Tips for anyone with less light and more moisture in their wishful new garden planting area*:
To each 5" round/sq. planting hole about 6-8" deep, add two teaspoonsful of crushed, new, untreated charcoal briquettes over 1 cup of gravel and 1 cup of straight compost. On top of the compost, add 1 tsp. of crushed, new, untreated charcoal briquettes and 1 cup of washed playsand.
Place a 4" size young plant that requires less sun into the hole and add compost all around to fill in sides about 3" with medium pressure, water with 1 cup of 1/4 tsp. vinegar water and 1/4 tsp. baking soda (bicarbonate of soda) to each 16 oz. water, filling loosely with compost for any remaining space uncovered and lightly tamp down all around plant.
Break in half one old or damaged Computer Disk and place on top of smoothed soil around stem of plant base, silver side up, so that it reflects sunlight to the plant AND repels many plant pests/birds. The plant will seldom need watering, and the moisture that is in the soil already will be sweetened by the Vinegar/Soda water, charcoal and sand, allowing for plant growth, UNLESS there is underlying fungus, mildew, or disease already in the area. Even so, the solution/mixture/drainage layers should retard it's spread to the new plants. Should the plant base be larger or multiple stalks, simply widen the spread of the two Computer disk space to accommodate the width needed OR, if necessary, add a third disc half overlapping the first two.

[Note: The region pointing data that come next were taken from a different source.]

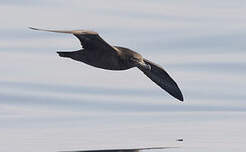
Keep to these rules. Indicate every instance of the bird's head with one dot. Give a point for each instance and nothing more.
(137, 61)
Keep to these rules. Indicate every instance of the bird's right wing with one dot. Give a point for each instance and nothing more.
(162, 79)
(88, 39)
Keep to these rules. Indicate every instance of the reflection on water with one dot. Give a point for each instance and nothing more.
(51, 104)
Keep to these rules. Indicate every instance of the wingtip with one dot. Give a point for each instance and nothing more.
(32, 28)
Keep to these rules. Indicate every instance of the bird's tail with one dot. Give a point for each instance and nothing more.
(64, 54)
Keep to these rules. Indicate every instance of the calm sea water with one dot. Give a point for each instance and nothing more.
(48, 103)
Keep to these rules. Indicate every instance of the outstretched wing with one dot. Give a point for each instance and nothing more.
(122, 150)
(162, 79)
(88, 39)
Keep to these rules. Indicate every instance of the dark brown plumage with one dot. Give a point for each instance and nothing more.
(98, 53)
(122, 150)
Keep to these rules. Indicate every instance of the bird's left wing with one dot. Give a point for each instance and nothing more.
(88, 39)
(162, 79)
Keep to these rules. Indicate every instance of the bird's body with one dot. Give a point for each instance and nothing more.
(98, 53)
(98, 58)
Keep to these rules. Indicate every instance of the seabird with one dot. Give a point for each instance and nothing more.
(121, 150)
(98, 53)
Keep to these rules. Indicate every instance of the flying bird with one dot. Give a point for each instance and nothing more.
(121, 150)
(98, 53)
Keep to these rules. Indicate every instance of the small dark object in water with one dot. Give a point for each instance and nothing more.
(180, 139)
(98, 53)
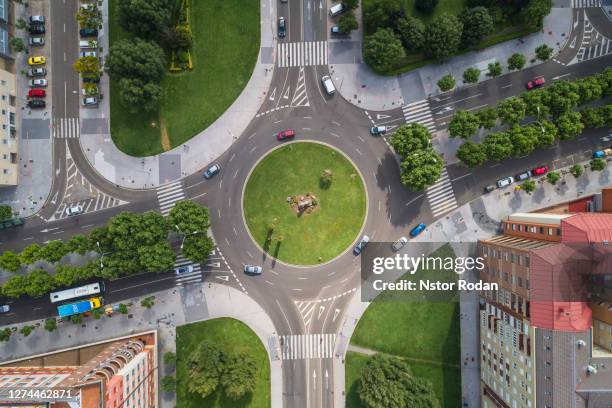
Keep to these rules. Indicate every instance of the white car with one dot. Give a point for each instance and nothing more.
(37, 82)
(74, 210)
(505, 182)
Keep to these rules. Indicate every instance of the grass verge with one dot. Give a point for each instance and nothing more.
(235, 336)
(293, 170)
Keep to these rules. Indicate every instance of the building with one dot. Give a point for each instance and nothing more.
(118, 373)
(546, 333)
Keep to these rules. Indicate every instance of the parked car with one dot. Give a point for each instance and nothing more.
(36, 104)
(282, 29)
(399, 244)
(37, 93)
(36, 29)
(83, 54)
(211, 171)
(378, 130)
(417, 230)
(361, 245)
(39, 60)
(540, 171)
(536, 83)
(183, 269)
(34, 72)
(88, 32)
(253, 269)
(90, 101)
(286, 134)
(74, 210)
(37, 82)
(506, 181)
(37, 19)
(36, 41)
(523, 176)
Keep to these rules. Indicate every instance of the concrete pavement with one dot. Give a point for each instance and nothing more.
(359, 85)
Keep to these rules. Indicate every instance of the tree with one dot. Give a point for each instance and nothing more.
(240, 375)
(347, 22)
(471, 75)
(598, 164)
(168, 383)
(387, 382)
(528, 186)
(463, 124)
(487, 118)
(412, 33)
(576, 170)
(544, 52)
(495, 69)
(516, 61)
(472, 154)
(443, 36)
(205, 367)
(426, 6)
(477, 24)
(9, 261)
(410, 138)
(569, 125)
(136, 58)
(148, 302)
(498, 146)
(17, 44)
(553, 177)
(383, 50)
(136, 95)
(511, 111)
(446, 83)
(144, 18)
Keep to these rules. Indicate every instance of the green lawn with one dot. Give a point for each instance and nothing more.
(427, 334)
(292, 170)
(233, 335)
(226, 44)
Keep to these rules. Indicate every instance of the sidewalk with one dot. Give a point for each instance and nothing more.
(174, 307)
(478, 219)
(202, 149)
(359, 85)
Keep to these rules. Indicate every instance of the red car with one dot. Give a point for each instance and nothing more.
(286, 134)
(37, 93)
(536, 83)
(539, 171)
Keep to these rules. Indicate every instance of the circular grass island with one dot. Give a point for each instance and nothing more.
(304, 203)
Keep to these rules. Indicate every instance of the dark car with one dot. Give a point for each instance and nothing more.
(36, 104)
(88, 32)
(37, 29)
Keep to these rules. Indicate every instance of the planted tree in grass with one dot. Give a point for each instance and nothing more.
(446, 83)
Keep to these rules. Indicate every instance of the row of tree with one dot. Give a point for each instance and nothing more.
(420, 165)
(130, 243)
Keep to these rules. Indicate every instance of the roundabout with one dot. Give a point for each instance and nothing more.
(304, 203)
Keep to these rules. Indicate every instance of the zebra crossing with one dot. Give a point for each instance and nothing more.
(186, 278)
(586, 3)
(419, 112)
(169, 195)
(307, 346)
(440, 196)
(301, 54)
(65, 128)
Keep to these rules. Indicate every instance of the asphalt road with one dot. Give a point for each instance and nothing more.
(285, 291)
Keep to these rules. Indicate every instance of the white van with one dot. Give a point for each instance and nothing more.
(88, 44)
(336, 9)
(328, 85)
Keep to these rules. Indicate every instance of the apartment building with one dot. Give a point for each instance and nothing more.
(545, 334)
(119, 373)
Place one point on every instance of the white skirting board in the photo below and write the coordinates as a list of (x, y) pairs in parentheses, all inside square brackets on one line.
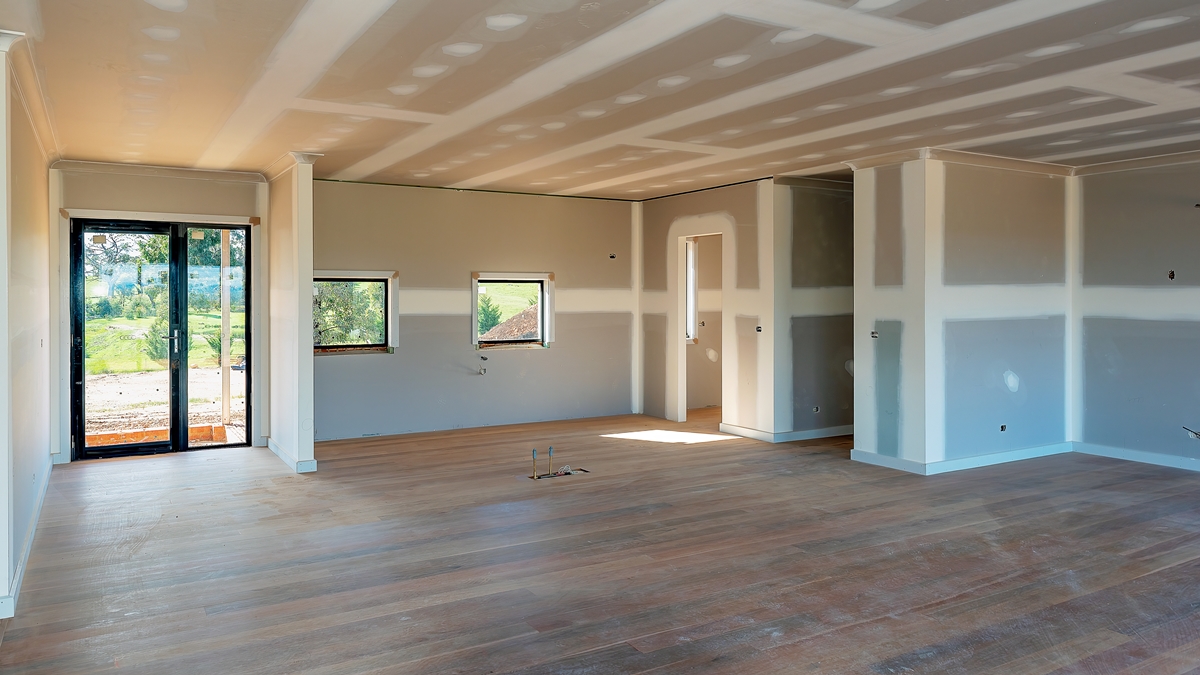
[(1174, 461), (786, 436), (959, 464), (306, 466)]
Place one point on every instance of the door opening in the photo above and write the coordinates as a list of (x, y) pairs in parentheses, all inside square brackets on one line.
[(702, 321), (159, 344)]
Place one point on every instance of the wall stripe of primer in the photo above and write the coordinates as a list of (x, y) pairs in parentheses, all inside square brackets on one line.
[(1073, 413), (864, 308), (637, 382)]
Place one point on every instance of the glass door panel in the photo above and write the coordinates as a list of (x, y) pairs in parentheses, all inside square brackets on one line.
[(159, 357), (127, 340), (216, 326)]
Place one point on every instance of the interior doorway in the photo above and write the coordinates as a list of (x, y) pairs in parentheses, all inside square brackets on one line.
[(703, 322), (159, 344)]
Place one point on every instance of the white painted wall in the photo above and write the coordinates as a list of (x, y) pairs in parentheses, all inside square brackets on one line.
[(24, 332), (924, 305)]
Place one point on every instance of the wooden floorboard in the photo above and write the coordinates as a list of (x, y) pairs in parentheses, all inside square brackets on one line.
[(433, 554)]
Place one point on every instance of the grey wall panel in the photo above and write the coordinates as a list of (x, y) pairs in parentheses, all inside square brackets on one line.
[(1141, 384), (432, 381), (703, 374), (741, 202), (748, 370), (822, 238), (1141, 225), (822, 348), (1005, 226), (436, 238), (654, 364), (708, 262), (1003, 372), (888, 227), (887, 387)]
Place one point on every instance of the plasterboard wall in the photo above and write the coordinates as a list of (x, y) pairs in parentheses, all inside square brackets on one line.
[(27, 348), (820, 306), (435, 239), (1140, 329), (975, 333), (113, 189)]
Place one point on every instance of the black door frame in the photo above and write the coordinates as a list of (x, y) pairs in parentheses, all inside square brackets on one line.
[(179, 335)]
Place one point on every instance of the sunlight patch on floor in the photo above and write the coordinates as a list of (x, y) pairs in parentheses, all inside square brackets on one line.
[(663, 436)]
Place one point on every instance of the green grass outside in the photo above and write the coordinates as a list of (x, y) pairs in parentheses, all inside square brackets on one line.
[(511, 298), (113, 344)]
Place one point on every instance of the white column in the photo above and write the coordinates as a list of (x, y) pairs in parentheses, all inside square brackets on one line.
[(7, 550)]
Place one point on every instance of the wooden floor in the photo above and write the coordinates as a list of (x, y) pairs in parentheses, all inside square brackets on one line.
[(433, 554)]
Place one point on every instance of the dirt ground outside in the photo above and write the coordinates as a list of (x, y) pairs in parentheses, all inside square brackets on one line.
[(130, 401)]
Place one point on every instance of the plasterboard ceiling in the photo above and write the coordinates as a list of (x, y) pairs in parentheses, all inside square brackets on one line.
[(629, 99)]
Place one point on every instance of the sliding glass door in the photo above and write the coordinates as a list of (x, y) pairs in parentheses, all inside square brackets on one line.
[(160, 348)]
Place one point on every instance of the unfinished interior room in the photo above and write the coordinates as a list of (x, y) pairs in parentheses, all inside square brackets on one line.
[(615, 336)]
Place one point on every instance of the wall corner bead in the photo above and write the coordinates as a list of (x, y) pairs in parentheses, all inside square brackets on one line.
[(7, 37)]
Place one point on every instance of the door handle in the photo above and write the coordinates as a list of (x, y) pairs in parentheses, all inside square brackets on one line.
[(174, 339)]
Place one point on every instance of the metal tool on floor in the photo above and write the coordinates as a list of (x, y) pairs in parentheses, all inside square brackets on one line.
[(565, 470)]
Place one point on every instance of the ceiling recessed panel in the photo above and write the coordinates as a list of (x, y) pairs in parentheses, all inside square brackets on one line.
[(606, 165), (1192, 145), (1150, 132), (1182, 73), (129, 82), (439, 57), (630, 94), (993, 63), (935, 131), (937, 12), (342, 139)]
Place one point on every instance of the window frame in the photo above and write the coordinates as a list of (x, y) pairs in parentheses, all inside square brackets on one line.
[(391, 309), (691, 292), (546, 304)]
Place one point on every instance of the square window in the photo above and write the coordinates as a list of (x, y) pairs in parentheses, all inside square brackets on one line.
[(513, 310), (349, 314)]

Then, if labeling is needed or desired, break off the plastic handle of USED white disposable flatware, and mark with a Sanford Ultra Fine point permanent marker, the plant name/date planted, and stick outside of the dripline of the plant, near outer edge of discs.
*Remember to keep all unnecessary branches, dead or alive, trimmed from what is over-shading the area as well, if possible. If the soil is rocky or filled with extensive roots, this formula will not work unless roots are small enough to cut out. Do not use this formula for cactus or Sedum that require much sun and dryer soil. However, plant growth for partial shade loving plants will be competing with the overgrown root system and new plants will likely not survive. Use wisdom and common sense in any case.